A packrat parser is simply a recursive decent parser that memoizes.
I would like to remark on the extreme simplicity of implementing a
Parsing Expression
Grammar (PEG)
parser. PEG rules are formed from the following basic constructs:
x y - Try to parse x and y in sequence.
x | y - Try to parse x. If it fails, try y.
!x - Try to parse x. If it succeeds, fail, if it fails, succeed,
and in either case consume no input.
There are other operations sometimes considered part of the definition
that can be derived in terms of these.
x* - Parse zero or more occurrences of x in sequence.
x+ - Parse one or more occurrences of x.
x? - Either parse x, or do nothing.
&x - Parse x, but don’t consume any input.

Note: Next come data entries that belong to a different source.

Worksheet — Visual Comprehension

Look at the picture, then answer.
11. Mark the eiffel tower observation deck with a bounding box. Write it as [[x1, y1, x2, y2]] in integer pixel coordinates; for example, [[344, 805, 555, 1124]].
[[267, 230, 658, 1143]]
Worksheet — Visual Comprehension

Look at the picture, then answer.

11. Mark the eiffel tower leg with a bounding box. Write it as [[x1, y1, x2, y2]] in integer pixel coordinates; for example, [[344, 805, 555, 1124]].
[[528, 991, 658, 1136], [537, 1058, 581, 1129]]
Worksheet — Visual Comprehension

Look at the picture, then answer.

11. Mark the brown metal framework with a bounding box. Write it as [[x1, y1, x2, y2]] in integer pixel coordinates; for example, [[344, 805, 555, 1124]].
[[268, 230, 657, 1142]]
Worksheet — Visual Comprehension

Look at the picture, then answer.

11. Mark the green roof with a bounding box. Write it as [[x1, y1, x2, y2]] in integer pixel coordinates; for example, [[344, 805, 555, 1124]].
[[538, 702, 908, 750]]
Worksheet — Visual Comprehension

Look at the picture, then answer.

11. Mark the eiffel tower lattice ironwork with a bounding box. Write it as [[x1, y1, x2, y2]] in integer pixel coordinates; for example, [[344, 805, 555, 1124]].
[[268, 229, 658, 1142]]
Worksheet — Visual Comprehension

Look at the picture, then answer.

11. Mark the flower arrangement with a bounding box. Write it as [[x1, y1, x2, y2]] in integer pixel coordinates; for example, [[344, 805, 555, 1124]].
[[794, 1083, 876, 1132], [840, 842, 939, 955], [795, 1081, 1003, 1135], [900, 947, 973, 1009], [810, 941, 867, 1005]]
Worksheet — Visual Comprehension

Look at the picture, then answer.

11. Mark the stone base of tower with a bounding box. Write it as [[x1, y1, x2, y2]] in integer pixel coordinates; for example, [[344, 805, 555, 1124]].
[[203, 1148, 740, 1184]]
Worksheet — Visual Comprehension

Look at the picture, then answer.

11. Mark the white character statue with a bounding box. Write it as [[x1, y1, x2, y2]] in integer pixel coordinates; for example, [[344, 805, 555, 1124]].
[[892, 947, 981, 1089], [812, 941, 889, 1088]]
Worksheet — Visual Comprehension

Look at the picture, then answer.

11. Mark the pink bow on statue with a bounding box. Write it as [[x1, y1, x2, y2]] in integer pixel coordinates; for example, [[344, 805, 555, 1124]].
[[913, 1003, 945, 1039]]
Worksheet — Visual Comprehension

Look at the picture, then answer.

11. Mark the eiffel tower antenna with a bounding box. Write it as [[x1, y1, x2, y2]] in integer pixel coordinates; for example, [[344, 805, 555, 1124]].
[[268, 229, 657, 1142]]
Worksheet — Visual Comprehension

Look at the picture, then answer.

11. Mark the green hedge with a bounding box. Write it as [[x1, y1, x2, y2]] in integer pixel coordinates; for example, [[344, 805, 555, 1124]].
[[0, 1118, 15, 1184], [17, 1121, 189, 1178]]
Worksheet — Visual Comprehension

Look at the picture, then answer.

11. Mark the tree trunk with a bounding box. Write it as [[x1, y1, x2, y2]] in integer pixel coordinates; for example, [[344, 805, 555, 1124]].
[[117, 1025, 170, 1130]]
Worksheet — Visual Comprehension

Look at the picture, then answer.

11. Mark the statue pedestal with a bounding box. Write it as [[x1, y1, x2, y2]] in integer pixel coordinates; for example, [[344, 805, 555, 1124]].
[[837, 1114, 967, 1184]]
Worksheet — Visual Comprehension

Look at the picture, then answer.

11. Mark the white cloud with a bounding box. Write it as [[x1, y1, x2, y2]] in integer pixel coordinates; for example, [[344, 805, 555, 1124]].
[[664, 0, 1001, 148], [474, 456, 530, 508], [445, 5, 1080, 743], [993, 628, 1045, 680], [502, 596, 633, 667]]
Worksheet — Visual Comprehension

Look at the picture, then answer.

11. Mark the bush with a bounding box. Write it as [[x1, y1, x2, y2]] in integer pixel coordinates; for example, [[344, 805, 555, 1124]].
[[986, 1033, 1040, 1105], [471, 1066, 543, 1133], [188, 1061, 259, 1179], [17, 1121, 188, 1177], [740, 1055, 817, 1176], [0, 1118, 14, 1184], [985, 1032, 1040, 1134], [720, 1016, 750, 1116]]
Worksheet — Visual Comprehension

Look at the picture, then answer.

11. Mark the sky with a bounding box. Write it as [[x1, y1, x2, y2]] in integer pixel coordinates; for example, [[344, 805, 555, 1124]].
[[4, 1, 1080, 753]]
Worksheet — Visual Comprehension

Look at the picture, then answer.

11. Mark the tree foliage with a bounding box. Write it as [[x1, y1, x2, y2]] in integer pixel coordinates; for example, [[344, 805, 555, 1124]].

The unusual operators here are ! and &. You often do not get these
operators in other parser generators because they cannot handle them
efficiently.
A PEG parser generator can generate parsers that have running time and
memory consumption at most O(N * M) for inputs of size N and grammars
of size M. The idea is simple - keep a cache of the result for each
input position and for each subexpression. Then each of the operators
can be implemented in constant amortized time. To see this, realize
that the time taken will be proportional to the number of expressions
computed, that there are by definition M expressions, and that each
expression will be computed at most once for a given input position.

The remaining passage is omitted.